Okay. Let's just get one thing straight, once and for all. Vampires are people too. No no, laugh about it all you want, but it's true. Sure, you've seen the movies, read the books, worn the wax teeth at Halloween, it's all such wonderful make-believe. Till you wake up and it's happening to you.
And it isn't exactly the way you think.
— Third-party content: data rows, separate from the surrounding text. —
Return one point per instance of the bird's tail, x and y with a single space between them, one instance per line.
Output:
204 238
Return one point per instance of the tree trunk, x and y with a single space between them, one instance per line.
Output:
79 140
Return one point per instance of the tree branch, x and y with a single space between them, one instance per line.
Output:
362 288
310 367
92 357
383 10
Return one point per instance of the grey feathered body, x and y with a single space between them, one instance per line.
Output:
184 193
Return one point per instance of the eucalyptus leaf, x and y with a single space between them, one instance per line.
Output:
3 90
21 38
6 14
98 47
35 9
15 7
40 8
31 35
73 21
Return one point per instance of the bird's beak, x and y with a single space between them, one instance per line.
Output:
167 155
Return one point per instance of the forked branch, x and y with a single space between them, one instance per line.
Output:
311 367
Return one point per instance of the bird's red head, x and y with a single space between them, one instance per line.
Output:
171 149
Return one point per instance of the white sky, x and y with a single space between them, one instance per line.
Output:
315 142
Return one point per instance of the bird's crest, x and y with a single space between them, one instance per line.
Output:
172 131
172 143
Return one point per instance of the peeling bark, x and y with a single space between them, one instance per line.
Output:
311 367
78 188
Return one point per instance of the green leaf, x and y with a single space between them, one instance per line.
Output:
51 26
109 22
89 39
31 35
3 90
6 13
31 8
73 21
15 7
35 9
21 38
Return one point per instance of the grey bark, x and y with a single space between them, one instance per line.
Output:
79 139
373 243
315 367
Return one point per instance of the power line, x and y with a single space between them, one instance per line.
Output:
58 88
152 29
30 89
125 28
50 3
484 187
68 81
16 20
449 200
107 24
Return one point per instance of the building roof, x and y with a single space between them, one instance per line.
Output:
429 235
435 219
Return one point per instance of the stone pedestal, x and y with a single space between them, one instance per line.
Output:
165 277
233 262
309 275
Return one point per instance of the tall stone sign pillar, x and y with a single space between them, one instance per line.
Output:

Oh yeah sure, there is that damned bloodlust. Sometimes it's all I can do not to drag someone into a closet and eat. But vampires have come out of the dark ages and into the 21st century like everyone else. Science has made great strides in remedying the bloodlust. As the pundits say "there's a pill for that."
Okay, and I'll be the first to admit that there are the proverbial bad seeds out there. But that can be said for everyone. And history has shown that we've had our fair share of issues. The black plague, not completely our fault. Just a few vampires took it upon themselves to take advantage of the situation. And you can't blame us for the two wars. Not a single vampire was known to fight on either side of the battles. And okay, yes, the Jamestown colony, might....might be laid at our feet....but all of that ....ancient history. I mean, I wasn't even born then. I'm newborn, so to speak. I wasn't turned by some romantic pale fanged creature of the night. Nope. Born and raised and then along with puberty and body odor and zits, I get a small case of vampirism. It's genetic, as lady gaga would sing. Baby, I was born this way. So before you start getting any ideas, I just wanted to set the record straight.
I looked over at Trys. He kept rubbing at his neck. I had told him nothing was there, but the truth; I could see the mark. Not teeth marks. That was cliche and so middle ages. But a vampire had tried to mark him.
Yeah, so okay, I had lied to Trys. It's not the first time, and it won't be the last. We've known each other since we were three. And contrary to popular belief, best friends lie to each other all the time. Sure the truth comes out, eventually, then you fight, make up and everything is right as rain. That's what best friends do. White lies are a part of the deal. No, those jeans don't make you look fat. No, you can barely see that zit. No, I don't see any vampire ...
What pisses me off though. I already marked Trys as mine. And here comes this bitch, like right behind me who has the audacity to try and mark him again. That shit don't fly. That explains why she came back. And she'll be back again. She didn't know he was marked.
I snuck another peek at Trys. He on the other hand should have felt something when she tried to mark him. I couldn't help but wonder what it was.